Ok, so the actual composition numbers besides perfect square numbers under or equal to 6 are only...6. 6 has the divisors, or factors, $1, 2, 3, 6$

$1, 2, 3, 6$

The next ones we will combine from the previous case.
The first set should be $1, 2, 3, 5$ because all of the sets apply here, too.
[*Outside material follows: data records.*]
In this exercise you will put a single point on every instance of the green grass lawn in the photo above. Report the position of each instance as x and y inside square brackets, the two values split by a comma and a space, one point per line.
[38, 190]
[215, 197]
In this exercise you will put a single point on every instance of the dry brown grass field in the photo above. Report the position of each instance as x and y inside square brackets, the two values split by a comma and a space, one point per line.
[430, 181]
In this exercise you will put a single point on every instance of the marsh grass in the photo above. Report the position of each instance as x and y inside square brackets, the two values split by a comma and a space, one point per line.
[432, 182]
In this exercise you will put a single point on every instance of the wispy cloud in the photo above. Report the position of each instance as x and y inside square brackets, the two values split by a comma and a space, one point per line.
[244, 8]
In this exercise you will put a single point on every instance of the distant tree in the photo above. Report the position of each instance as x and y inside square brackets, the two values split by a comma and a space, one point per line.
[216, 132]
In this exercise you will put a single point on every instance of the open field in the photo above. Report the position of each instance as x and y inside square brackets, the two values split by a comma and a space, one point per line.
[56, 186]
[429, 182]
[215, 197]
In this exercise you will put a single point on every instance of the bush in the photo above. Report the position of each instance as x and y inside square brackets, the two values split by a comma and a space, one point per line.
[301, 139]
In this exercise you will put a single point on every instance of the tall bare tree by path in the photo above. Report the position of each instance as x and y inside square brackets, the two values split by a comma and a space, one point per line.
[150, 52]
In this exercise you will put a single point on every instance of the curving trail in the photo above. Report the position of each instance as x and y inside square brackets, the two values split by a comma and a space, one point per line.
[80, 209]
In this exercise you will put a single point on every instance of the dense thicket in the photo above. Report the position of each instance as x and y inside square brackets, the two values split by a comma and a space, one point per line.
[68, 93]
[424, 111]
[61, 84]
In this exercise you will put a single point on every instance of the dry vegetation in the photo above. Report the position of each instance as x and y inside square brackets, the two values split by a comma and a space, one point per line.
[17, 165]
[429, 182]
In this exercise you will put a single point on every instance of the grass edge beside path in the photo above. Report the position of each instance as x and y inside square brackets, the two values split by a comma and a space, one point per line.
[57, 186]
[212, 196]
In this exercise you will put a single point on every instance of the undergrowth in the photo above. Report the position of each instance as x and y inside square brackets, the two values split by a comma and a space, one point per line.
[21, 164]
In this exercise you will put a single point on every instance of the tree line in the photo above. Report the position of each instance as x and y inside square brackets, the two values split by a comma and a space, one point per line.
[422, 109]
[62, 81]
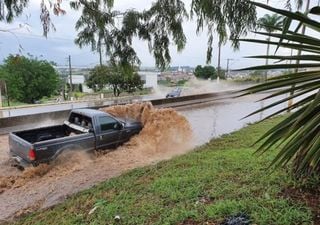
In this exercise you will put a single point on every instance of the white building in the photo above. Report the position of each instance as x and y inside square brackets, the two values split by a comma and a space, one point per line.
[80, 79]
[149, 78]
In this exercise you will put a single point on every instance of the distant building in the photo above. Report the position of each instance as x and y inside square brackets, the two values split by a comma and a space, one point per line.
[80, 79]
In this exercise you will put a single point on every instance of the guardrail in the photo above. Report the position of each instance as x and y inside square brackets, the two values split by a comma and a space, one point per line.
[16, 123]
The next set should be $1, 2, 3, 4$ because that applies too - the perfect square 4 and the  prime number 3 to provide this set. and lastly, we have the set $1, 2, 4, 5$ and we can apply the same concept from the set $1, 2, 3, 4$, 5 is also a prime number.

$1, 2, 3, 4$ 
$1, 2, 3, 5$
$1, 2, 3, 6$
$1, 2, 4, 5$

$\bf\binom{6}{5}$

Hang in there, we're almost done!

So, this, we clearly don't have a number with 5 divisors that is below or equal to 6, because 6 had 4 divisors and it was the largest number possible, so now all we can do is to combine sets (again) 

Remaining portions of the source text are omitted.